Segunda-feira, 1 de Setembro de 2014

País

STJ: viúva não tem direito a imóvel compartilhado por irmãos do falecido

Jornal do BrasilLuiz Orlando Carneiro

Brasília - A 3ª Turma do Superior Tribunal de Justiça determinou que uma viúva entregue o imóvel onde vivia com o marido, tendo em vista que o bem era copropriedade do falecido e dos irmãos. Com base no voto da relatora do recurso especial, ministra Nancy Andrighi, a Turma decidiu que o direito real de habitação de cônjuge sobrevivente não se aplica a esse tipo de situação, já que o condomínio entre o marido falecido e os irmãos foi constituído antes do óbito.
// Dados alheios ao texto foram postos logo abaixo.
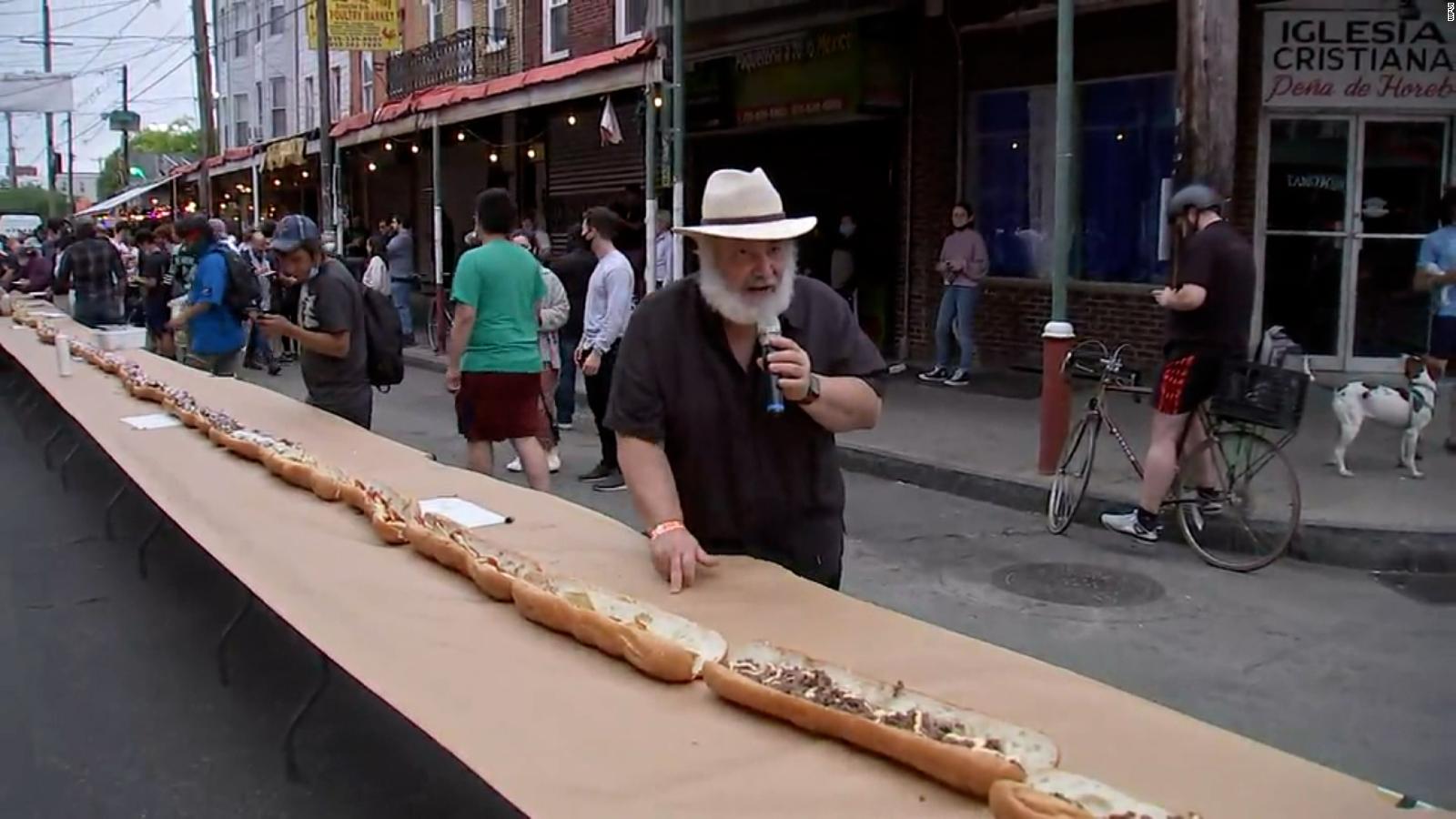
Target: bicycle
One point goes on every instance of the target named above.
(1252, 513)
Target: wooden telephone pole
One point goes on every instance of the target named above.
(204, 106)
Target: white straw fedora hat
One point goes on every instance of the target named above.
(739, 205)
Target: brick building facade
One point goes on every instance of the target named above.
(1365, 309)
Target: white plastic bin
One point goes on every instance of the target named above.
(120, 337)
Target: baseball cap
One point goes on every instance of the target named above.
(189, 227)
(293, 230)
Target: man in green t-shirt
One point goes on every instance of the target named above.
(495, 363)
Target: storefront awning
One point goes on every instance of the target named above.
(597, 73)
(123, 198)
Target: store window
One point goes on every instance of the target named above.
(555, 44)
(631, 19)
(278, 92)
(242, 130)
(239, 29)
(368, 80)
(1126, 150)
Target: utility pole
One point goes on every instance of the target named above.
(679, 136)
(50, 118)
(1057, 336)
(70, 157)
(126, 143)
(204, 104)
(9, 131)
(325, 121)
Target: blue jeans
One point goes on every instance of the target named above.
(400, 290)
(567, 383)
(259, 347)
(958, 310)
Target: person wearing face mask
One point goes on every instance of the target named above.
(1208, 310)
(963, 266)
(842, 258)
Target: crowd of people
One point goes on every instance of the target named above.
(677, 382)
(210, 295)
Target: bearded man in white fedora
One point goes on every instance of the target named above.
(730, 389)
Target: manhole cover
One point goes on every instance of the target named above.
(1077, 584)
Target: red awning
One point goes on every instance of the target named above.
(444, 96)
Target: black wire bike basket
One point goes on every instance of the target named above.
(1261, 395)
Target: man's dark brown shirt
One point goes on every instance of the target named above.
(750, 482)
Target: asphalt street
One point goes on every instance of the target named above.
(109, 700)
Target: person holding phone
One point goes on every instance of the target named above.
(259, 347)
(963, 266)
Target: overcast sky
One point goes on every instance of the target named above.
(153, 43)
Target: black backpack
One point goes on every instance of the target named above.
(385, 360)
(242, 283)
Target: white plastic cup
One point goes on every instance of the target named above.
(63, 354)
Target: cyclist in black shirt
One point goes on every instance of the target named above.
(1208, 308)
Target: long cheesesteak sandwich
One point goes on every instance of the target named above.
(957, 746)
(659, 643)
(1060, 794)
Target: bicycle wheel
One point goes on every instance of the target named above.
(1074, 474)
(1252, 515)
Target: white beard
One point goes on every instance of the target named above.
(739, 308)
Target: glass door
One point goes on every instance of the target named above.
(1401, 169)
(1307, 232)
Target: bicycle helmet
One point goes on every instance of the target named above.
(1196, 196)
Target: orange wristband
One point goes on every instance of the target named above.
(667, 526)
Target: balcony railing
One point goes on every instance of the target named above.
(468, 56)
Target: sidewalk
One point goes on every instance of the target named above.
(980, 442)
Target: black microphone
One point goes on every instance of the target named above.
(766, 331)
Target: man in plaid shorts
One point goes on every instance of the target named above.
(1208, 309)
Para a relatora, a formação do direito real de habitação tem o propósito de aplicar “o princípio da solidariedade familiar”. Contudo, não há elos de solidariedade entre um cônjuge e os parentes do outro. “Esse vínculo é apenas de afinidade, que se extingue, à exceção da linha reta, com a dissolução do casamento”, sublinhou a ministra.

Ela justificou ainda o seu entendimento a partir da preexistência do condomínio formado pelos irmãos. “Não fosse assim, a Justiça estaria admitindo o direito real de habitação sobre imóvel de terceiros, principalmente quando se observa que o falecido detinha fração minoritária do bem”, observou.

Direito real de habitação

A Turma, portanto, considerou que o posicionamento do Tribunal de Justiça de Sergipe – contra o qual foi apresentado o recurso – não estava em harmonia com a melhor interpretação do parágrafo 2º do artigo 1.611 do Código Civil, que estabelece o direito real de habitação para o cônjuge sobrevivente, casado sob o regime de comunhão universal, desde que o imóvel em questão seja o único bem dessa natureza a inventariar.

A 4ª Turma do STJ já se posicionara no mesmo sentido, em caso semelhante.

Assim, a 3ª Turma deu provimento ao recurso para reformar a decisão do TJSE, e julgou procedente o pedido inicial feito pelos irmãos e herdeiros do falecido, para que a viúva entregue o imóvel, sob pena de “imissão compulsória”, exatamente como determinara a sentença do juiz de primeira instância, que fora reformada pelo tribunal estadual quando julgou a apelação.